Non altrettanto evidente è parlare della semplicità di questa attività
che risiede nello spirito che dovrebbe animare ogni ente che eroga servizi:
soddisfare il cittadino-cliente, dare all’interlocutore quello che noi ci
aspetteremmo se fossimo al suo posto. Semplice da enunciare, più difficile
da realizzare. Tanto più che molti dei servizi sono forniti in monopolio.
Per ottenere un passaporto o regolarizzare la propria posizione militare è
al Consolato, e non ad altri, che occorre rivolgersi. Ecco, dunque, il
rischio: se chi è al di là dello sportello non ha alternative, lo spirito
di servizio di chi è al di qua dello sportello è destinato ad
affievolirsi. Ma è proprio vero, poi, che non ci sono concorrenti? Se si
allarga la prospettiva, si scopre che, in realtà, la concorrenza è
internazionale, e la posta in gioco è molto alta: si tratta della
competitività stessa del sistema Paese. L’efficienza della pubblica
amministrazione - in Italia e all’estero - è indispensabile per essere
competitivi. Un ufficio dinamico e gradevole fornirà ai connazionali
servizi in linea con le loro attese, consoliderà il loro senso
d’appartenenza, l’orgoglio della loro identità, darà ai cittadini del
Paese ospitante l’immagine di un’Italia moderna e accogliente.
L’immagine è uno specchio che ispira fiducia e ha riflessi sulla capacità
di attirare investimenti, incrementare consumi, affermare idee. Giustamente,
la prima conferenza dei Consoli e questo secondo momento d’incontro, che
oggi sì apre, sottolineano l’importanza dell’attenzione al cliente.
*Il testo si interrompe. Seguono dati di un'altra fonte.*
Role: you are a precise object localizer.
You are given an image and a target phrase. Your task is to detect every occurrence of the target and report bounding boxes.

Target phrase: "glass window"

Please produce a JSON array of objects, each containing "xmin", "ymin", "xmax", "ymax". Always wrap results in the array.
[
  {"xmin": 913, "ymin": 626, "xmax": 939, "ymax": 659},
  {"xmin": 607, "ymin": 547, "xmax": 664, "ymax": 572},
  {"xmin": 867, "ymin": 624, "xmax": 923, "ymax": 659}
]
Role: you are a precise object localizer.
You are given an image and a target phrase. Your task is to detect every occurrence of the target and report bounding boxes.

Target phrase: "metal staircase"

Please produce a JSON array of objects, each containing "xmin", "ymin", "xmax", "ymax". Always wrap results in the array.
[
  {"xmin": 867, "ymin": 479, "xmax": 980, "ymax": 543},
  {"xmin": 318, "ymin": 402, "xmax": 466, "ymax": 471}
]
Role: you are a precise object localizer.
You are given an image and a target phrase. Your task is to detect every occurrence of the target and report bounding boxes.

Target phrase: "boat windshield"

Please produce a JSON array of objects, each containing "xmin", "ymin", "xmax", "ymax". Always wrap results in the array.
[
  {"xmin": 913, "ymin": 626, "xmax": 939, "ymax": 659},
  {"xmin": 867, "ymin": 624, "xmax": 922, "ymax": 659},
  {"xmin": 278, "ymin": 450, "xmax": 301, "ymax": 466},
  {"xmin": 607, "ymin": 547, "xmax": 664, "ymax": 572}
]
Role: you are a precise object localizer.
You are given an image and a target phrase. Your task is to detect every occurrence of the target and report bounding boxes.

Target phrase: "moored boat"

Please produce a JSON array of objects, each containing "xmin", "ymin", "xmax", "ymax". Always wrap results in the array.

Sportelli polifunzionali, cura degli ambienti, centralini che non infliggano
agli utenti interminabili musichette d’attesa, siti Internet riconoscibili
senza essere standardizzati, procedure più snelle, misura del grado di
soddisfazione degli utenti: dietro tutto questo c è un salto culturale.
C’è la voglia di trattare l’interlocutore con attenzione ed efficienza.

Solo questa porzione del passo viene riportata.